February 23, 2021

America's Songbird Myrna Clayton Highlights African-American Connection

State Department Spotlights “Cultural Ambassador” Myrna Clayton During Black History Month.

At a time of heightened concern over systemic racism and violence in the U.S., an inspiring series of events exuding cultural acceptance and peace culminated in the release of the song, “We Are One” during Black History Month.

The "We Are One" video captures an original song created and recorded in Namibia (Southwest Africa) featuring a collaboration of American and Namibian artists, along with photos/footage taken during the U.S. State Department's Arts Envoy Cultural Exchange tour of "The Myrna Clayton Experience" for the U.S. Embassy in Namibia. The song features five languages: Oshiwambo, American-English, Otjiherero, Khoe-Khoe Gowab, and Afrikaans.

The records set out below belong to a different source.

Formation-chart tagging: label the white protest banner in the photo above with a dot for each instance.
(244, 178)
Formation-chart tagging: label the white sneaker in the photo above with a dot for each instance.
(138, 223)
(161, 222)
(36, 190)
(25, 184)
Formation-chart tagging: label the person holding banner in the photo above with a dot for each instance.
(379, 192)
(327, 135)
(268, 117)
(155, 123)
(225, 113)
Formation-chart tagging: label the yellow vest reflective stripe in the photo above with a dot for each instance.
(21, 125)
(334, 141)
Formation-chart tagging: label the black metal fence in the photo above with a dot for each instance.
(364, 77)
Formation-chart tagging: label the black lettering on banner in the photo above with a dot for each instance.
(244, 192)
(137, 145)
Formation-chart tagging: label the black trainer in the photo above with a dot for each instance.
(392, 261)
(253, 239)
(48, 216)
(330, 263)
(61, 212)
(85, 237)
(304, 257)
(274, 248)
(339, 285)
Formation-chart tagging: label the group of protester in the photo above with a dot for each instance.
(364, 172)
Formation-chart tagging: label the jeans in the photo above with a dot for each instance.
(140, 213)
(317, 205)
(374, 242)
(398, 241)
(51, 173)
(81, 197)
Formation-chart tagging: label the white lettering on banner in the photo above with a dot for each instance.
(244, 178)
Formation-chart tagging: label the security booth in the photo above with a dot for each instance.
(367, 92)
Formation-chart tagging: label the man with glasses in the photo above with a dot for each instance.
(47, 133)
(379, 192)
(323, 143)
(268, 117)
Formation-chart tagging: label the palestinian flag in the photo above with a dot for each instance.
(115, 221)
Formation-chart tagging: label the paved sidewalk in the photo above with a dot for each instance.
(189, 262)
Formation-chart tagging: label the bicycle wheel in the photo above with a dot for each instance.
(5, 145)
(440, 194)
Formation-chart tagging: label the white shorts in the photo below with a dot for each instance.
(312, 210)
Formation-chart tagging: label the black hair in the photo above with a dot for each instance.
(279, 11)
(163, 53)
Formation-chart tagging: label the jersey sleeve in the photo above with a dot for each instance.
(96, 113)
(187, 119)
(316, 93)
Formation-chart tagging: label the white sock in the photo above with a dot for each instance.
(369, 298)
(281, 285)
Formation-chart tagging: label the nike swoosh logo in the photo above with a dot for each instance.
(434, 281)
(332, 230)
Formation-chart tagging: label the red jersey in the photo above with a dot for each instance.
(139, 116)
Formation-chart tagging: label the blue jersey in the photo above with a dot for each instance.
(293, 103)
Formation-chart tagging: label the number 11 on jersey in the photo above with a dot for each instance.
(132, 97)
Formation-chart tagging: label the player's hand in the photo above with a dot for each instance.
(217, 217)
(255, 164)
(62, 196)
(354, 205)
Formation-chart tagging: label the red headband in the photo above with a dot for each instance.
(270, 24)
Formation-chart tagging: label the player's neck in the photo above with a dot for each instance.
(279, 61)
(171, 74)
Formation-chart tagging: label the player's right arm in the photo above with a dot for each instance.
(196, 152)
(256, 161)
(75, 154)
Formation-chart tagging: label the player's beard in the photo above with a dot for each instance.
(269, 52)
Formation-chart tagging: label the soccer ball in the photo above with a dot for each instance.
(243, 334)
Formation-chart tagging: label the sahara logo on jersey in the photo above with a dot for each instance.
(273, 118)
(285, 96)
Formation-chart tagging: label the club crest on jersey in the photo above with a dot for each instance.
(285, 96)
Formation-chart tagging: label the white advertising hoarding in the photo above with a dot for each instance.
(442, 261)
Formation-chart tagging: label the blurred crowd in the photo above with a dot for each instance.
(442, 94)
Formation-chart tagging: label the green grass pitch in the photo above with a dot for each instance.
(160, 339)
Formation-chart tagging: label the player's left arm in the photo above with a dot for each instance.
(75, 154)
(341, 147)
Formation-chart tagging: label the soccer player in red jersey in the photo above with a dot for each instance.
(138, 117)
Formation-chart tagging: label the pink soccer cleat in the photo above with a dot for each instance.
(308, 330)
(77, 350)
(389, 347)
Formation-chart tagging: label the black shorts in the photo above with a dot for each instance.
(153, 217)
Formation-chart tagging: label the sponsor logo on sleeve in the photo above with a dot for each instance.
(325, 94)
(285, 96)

The “We Are One” release is timed to coincide with the U.S. State Department’s spotlight of “Cultural Ambassador” Myrna Clayton and her band (“The Myrna Clayton Experience”) through its Bureau of Educational and Cultural Affairs (ECA). The highly acclaimed American touring group from Atlanta with “America’s Songbird” Myrna Clayton helped to foster the recording opportunity, and became a pivotal musical performing impetus for the song’s recording in Namibia.

“It was a thrill for us to record with area-based professionals in Namibia,” acknowledges Myrna. “It is an experience we will never forget. I want to give a special thank you to Geniene Veii at the U.S. Embassy in Namibia. Without her help, I don't know if we would be able to have completed this very unique project. Geniene and her team were able to accomplish in a few weeks getting all four languages that were sung in ‘We Are One’ translated. This became a serious challenge for us because no one person knew the others’ languages.”

The message conveyed through the hybrid of Namibian-American music and lyrics is that we are all one people sharing this world together -- that we all enjoy the same things: smiling - dancing - playing (i.e., sharing our collective gifts/talents). And, since we are more alike than we are different, the music encourages, let’s live together in peace.

“We Are One” also conveys a core value of ECA’s mission: "To increase mutual understanding between the people of the United States and the people of other countries by means of educational and cultural exchange that assist in the development of peaceful relations."

“It has been an honor for me and for the members of ‘The Myrna Clayton Experience’ to perform in exchanging cultures as Americans around the world, through the U.S. State Department,” Myrna explains further. “Many of these audiences have had little exposure to attending live performances of American music by Americans, in their country.

“Yet, it is a whole other joy to experience, as we did in Namibia -- a collaborative, performing and recording session with our fellow musicians/singers, within their country. They brought another cultural expression to the recording, yet one with so many tones and rhythms that spoke to our collective souls.

“It is a richness that simply cannot be fully expressed in words. We pray that those who listen to this recording of ‘We Are One’ will get some sense of the joy and spirit of oneness that we felt while we were making this song together with our brothers and sisters of Namibia. It felt like the beginning of a true global connection.”